Columbia High School Teacher Caitlin Cray said concerns were not recorded in the board meeting minutes, and McGeeney responded that he engaged Reitz to plan to explain the problem during the board meeting.
“There are other districts struggling with the same things. Some of them have started rolling out different plans,” McGeeney said, adding that he and Reitz decided to raise the issues publicly at the February meeting.
Ross Henry, a community member and parent, asked if there was an itemized budget available, and how much was spent on training. McGeeney responded that $3.6 million was budgeted for materials, supplies, repairs, and other operating costs besides staffing.
Staffing currently takes up 82% of the district’s expenditures.

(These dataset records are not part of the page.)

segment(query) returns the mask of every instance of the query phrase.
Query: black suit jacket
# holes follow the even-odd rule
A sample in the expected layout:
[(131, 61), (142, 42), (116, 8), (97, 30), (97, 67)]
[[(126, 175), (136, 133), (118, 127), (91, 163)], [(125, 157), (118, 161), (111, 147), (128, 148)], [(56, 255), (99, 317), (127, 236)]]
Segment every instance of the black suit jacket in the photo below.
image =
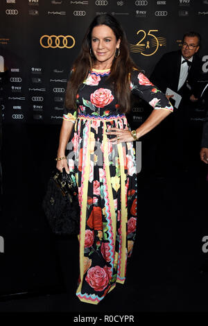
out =
[(186, 85), (184, 85), (177, 92), (181, 55), (180, 50), (165, 53), (156, 65), (150, 79), (164, 93), (166, 92), (166, 88), (168, 87), (183, 96), (186, 96), (187, 94), (187, 98), (189, 98), (191, 94), (198, 97), (197, 80), (201, 71), (200, 59), (196, 54), (193, 55), (192, 64), (188, 74), (187, 80), (191, 87), (191, 90), (189, 90)]
[(208, 87), (205, 89), (205, 92), (202, 95), (202, 98), (205, 100), (205, 105), (207, 110), (207, 114), (203, 126), (201, 147), (206, 147), (207, 148), (208, 148)]

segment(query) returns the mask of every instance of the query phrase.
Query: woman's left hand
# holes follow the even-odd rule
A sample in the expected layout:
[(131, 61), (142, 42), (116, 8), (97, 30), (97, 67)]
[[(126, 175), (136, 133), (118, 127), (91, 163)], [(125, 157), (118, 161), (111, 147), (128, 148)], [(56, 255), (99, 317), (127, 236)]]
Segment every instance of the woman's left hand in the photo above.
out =
[(119, 129), (119, 128), (111, 128), (106, 132), (107, 135), (114, 135), (115, 137), (108, 139), (112, 144), (119, 144), (124, 141), (132, 141), (134, 138), (131, 135), (129, 129)]

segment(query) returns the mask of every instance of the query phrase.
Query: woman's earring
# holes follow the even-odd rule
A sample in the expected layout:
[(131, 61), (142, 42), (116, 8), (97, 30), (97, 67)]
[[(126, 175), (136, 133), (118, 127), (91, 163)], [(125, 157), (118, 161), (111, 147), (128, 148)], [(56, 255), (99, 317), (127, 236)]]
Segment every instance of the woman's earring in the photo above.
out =
[[(118, 50), (118, 53), (117, 53), (117, 54), (116, 55), (116, 50)], [(119, 56), (119, 54), (120, 54), (120, 48), (116, 49), (116, 53), (115, 53), (115, 58), (118, 58), (118, 56)]]

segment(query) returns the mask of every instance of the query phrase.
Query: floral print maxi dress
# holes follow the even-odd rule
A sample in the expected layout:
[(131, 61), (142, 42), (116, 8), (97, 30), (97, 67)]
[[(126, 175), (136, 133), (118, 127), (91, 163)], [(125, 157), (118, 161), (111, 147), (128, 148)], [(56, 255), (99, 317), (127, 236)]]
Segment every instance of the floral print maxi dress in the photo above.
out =
[[(107, 141), (111, 127), (129, 128), (107, 82), (110, 74), (110, 69), (92, 69), (79, 88), (77, 111), (65, 109), (63, 117), (75, 123), (67, 158), (75, 173), (80, 206), (76, 295), (92, 304), (98, 304), (116, 282), (124, 283), (136, 233), (133, 143)], [(155, 110), (173, 110), (164, 94), (137, 70), (130, 76), (130, 87)]]

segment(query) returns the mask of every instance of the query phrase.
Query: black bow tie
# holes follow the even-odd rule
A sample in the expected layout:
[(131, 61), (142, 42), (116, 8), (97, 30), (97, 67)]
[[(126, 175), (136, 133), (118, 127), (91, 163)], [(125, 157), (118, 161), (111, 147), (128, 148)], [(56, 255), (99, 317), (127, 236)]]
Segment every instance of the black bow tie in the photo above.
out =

Reitz said that ESSER funds were planned to continue funding operations into next year, but as the district realized it was spending more money than planned, affirmed that the district would be spending ESSER, one-time COVID-19 dollars.
The district does not have data on where students went following their departure from the district. The district has lost more than 150 students since 2019, McGeeney said.
Community members voiced that the lack of transparency from the board has harmed their trust in the district and their ability to maintain the students’ level of education.
“As you’re making cuts, I want you to please consider safety and health,” said community member and parent Mandy Rae Pope.
McGeeney said he was aware of what the impacts will be by cutting teacher positions across the system and community.
Columbia High School Math and Science Teacher Kevin Liddiard asked the board how it arrived at this year’s budget, when it shows around a $500,000 loss of revenue while the district was receiving much less in revenue than planned. The district planned for $20.5 million in revenue in July, but is currently targeted for $17 million.
McGeeney said the budget projections are performed in consultation with ESD 112. He said this year’s budget included a $1.5 million capacity, which is an estimate of additional revenue and expenditures that may be brought into a budget during the year. This as well as one-time COVID-19 funds factored into the district’s revenue projections.
Parents spoke to their concern that their children’s education will suffer, to which McGeeney responded that engaging with the community will help to dive budgetary decisions. “I want to know what’s our collective value. That’s what should drive the decision for our children around the budget.”
Community members spoke about the lack of information that has been received during the meeting. “It’s mind blowing to me that the school board has been kept in dark for so long,” said community member Jana Hughes.
Stakeholder meetings will continue in the future with budget decisions to be made late April or early May.